Trabalhadores da construção civil em canteiro de obras - Foto: Leo Drumond / NITRO
A possibilidade do governo federal liberar o uso do Fundo de Garantia por Tempo de Serviço (FGTS) para reduzir o endividamento das famílias está gerando preocupação no setor da construção civil e habitação brasileiro. O ministro do Trabalho e Emprego, Luiz Marinho, confirmou que pode haver uma liberação de aproximadamente R$ 7 bilhões para os trabalhadores utilizarem na quitação de dívidas.
A Associação Brasileira de Incorporadoras (Abrainc) manifestou preocupação com a medida, ressaltando que o FGTS é a principal fonte de recursos para a habitação de interesse social no Brasil. Segundo a instituição, nos últimos 15 anos, os recursos do fundo permitiram o acesso à casa própria para mais de 10 milhões de famílias e movimentaram cerca de R$ 1,3 trilhão na economia.
Embora a Abrainc reconheça a importância de iniciativas para redução da inadimplência, a entidade alerta que o uso do FGTS para quitação de dívidas apresenta riscos significativos. A principal preocupação é o comprometimento da renda futura das famílias, o que reduziria sua capacidade de poupança e financiamento imobiliário. Outro ponto destacado pela associação é que essa medida pode diminuir consideravelmente o volume de recursos disponíveis para o financiamento habitacional.
"É preciso cautela para não descaracterizar o papel do FGTS", afirmou o presidente da Abrainc, Luiz França. "Estamos falando de um instrumento essencial para o acesso à moradia no país. Qualquer medida que reduza sua capacidade de financiamento traz impactos diretos sobre o déficit habitacional, o emprego e o crescimento econômico.
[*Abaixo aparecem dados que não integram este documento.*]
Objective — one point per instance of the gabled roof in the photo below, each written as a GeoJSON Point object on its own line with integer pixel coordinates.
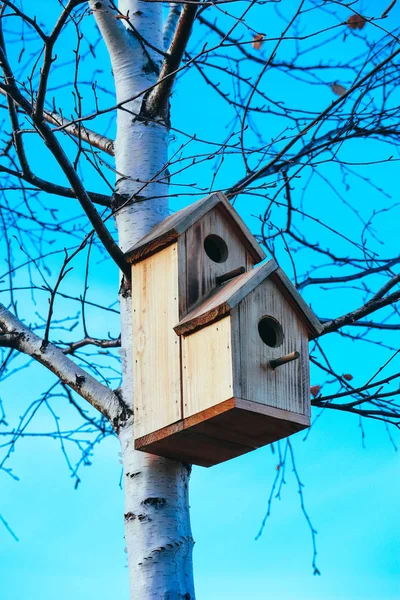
{"type": "Point", "coordinates": [229, 295]}
{"type": "Point", "coordinates": [168, 231]}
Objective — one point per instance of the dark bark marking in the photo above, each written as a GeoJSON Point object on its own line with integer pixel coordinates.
{"type": "Point", "coordinates": [154, 502]}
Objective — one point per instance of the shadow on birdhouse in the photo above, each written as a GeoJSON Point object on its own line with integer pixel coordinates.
{"type": "Point", "coordinates": [220, 350]}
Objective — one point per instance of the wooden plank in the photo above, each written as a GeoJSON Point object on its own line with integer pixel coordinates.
{"type": "Point", "coordinates": [175, 225]}
{"type": "Point", "coordinates": [222, 432]}
{"type": "Point", "coordinates": [302, 308]}
{"type": "Point", "coordinates": [202, 272]}
{"type": "Point", "coordinates": [224, 298]}
{"type": "Point", "coordinates": [283, 387]}
{"type": "Point", "coordinates": [207, 367]}
{"type": "Point", "coordinates": [156, 347]}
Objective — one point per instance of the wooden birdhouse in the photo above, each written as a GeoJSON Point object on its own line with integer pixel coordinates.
{"type": "Point", "coordinates": [220, 346]}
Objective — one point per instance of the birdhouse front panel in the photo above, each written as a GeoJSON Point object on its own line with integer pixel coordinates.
{"type": "Point", "coordinates": [212, 247]}
{"type": "Point", "coordinates": [156, 347]}
{"type": "Point", "coordinates": [220, 347]}
{"type": "Point", "coordinates": [207, 367]}
{"type": "Point", "coordinates": [269, 328]}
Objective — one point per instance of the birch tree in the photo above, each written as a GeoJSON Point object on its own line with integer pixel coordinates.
{"type": "Point", "coordinates": [311, 95]}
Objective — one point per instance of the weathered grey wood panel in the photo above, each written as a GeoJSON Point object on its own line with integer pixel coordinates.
{"type": "Point", "coordinates": [287, 386]}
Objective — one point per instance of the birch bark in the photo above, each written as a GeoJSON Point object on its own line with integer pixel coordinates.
{"type": "Point", "coordinates": [157, 524]}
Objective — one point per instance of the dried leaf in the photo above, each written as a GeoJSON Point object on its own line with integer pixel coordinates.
{"type": "Point", "coordinates": [338, 89]}
{"type": "Point", "coordinates": [315, 390]}
{"type": "Point", "coordinates": [388, 9]}
{"type": "Point", "coordinates": [356, 22]}
{"type": "Point", "coordinates": [258, 41]}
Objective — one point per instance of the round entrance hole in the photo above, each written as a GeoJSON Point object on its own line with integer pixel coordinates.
{"type": "Point", "coordinates": [216, 248]}
{"type": "Point", "coordinates": [270, 331]}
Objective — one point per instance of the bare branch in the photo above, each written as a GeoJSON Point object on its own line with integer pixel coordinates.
{"type": "Point", "coordinates": [361, 312]}
{"type": "Point", "coordinates": [15, 334]}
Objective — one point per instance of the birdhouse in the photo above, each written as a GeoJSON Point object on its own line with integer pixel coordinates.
{"type": "Point", "coordinates": [220, 350]}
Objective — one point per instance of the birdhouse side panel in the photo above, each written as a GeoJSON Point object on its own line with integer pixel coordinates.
{"type": "Point", "coordinates": [268, 328]}
{"type": "Point", "coordinates": [207, 367]}
{"type": "Point", "coordinates": [156, 347]}
{"type": "Point", "coordinates": [213, 248]}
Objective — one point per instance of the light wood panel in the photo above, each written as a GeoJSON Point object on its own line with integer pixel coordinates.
{"type": "Point", "coordinates": [207, 367]}
{"type": "Point", "coordinates": [156, 347]}
{"type": "Point", "coordinates": [285, 387]}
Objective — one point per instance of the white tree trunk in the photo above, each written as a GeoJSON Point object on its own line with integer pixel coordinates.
{"type": "Point", "coordinates": [157, 524]}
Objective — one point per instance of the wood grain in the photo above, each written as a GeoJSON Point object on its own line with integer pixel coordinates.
{"type": "Point", "coordinates": [156, 347]}
{"type": "Point", "coordinates": [207, 367]}
{"type": "Point", "coordinates": [222, 432]}
{"type": "Point", "coordinates": [283, 387]}
{"type": "Point", "coordinates": [201, 271]}
{"type": "Point", "coordinates": [223, 298]}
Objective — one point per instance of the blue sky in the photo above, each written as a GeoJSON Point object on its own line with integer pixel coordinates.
{"type": "Point", "coordinates": [71, 541]}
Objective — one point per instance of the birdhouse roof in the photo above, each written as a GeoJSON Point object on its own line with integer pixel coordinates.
{"type": "Point", "coordinates": [230, 294]}
{"type": "Point", "coordinates": [168, 231]}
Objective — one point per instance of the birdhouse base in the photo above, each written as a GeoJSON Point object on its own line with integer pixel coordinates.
{"type": "Point", "coordinates": [222, 432]}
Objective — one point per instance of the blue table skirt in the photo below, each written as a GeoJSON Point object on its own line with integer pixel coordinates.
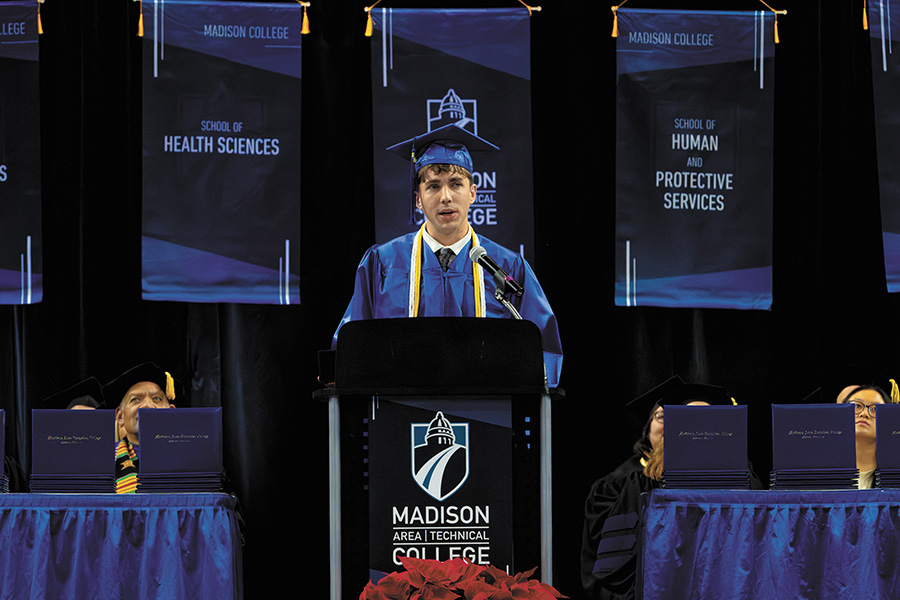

Direcionar o FGTS para quitação de dívidas pode comprometer o acesso das famílias à casa própria e trazer consequências sociais e econômicas", complementou o executivo.
De acordo com dados da Confederação Nacional do Comércio de Bens, Serviços e Turismo (CNC), o endividamento já atinge 80,4% das famílias brasileiras. Esta questão tem sido uma das principais preocupações do governo do presidente Luiz Inácio Lula da Silva (PT), que busca novas soluções desde o encerramento do programa "Desenrola".
Segundo o ministro Luiz Marinho, a medida poderia beneficiar aproximadamente 10 milhões de trabalhadores. "Estamos olhando o tamanho do problema do endividamento da sociedade em geral e estudando como organizar esse processo junto às instituições financeiras. A ideia é fazer um processo de repactuação e reestruturação dessas dívidas, de forma que, com a participação das instituições, seja possível reduzir drasticamente o valor das prestações e ajudar a administrar esse processo", explicou em entrevista ao O Globo.
O ministro também esclareceu que o uso do FGTS seria apenas uma "parte pequena" dentro do conjunto de medidas que está sendo discutido pela equipe econômica do governo. Ele explicou que o montante é complementar à liberação do FGTS para trabalhadores que optaram pelo saque-aniversário e posteriormente foram demitidos, tendo parte dos recursos bloqueados.
A proposta do governo federal sobre o uso do FGTS para quitação de dívidas evidencia o dilema entre aliviar o endividamento imediato das famílias e preservar os recursos destinados ao financiamento habitacional, que é essencial para a redução do déficit de moradias no país e para a movimentação do setor da construção civil.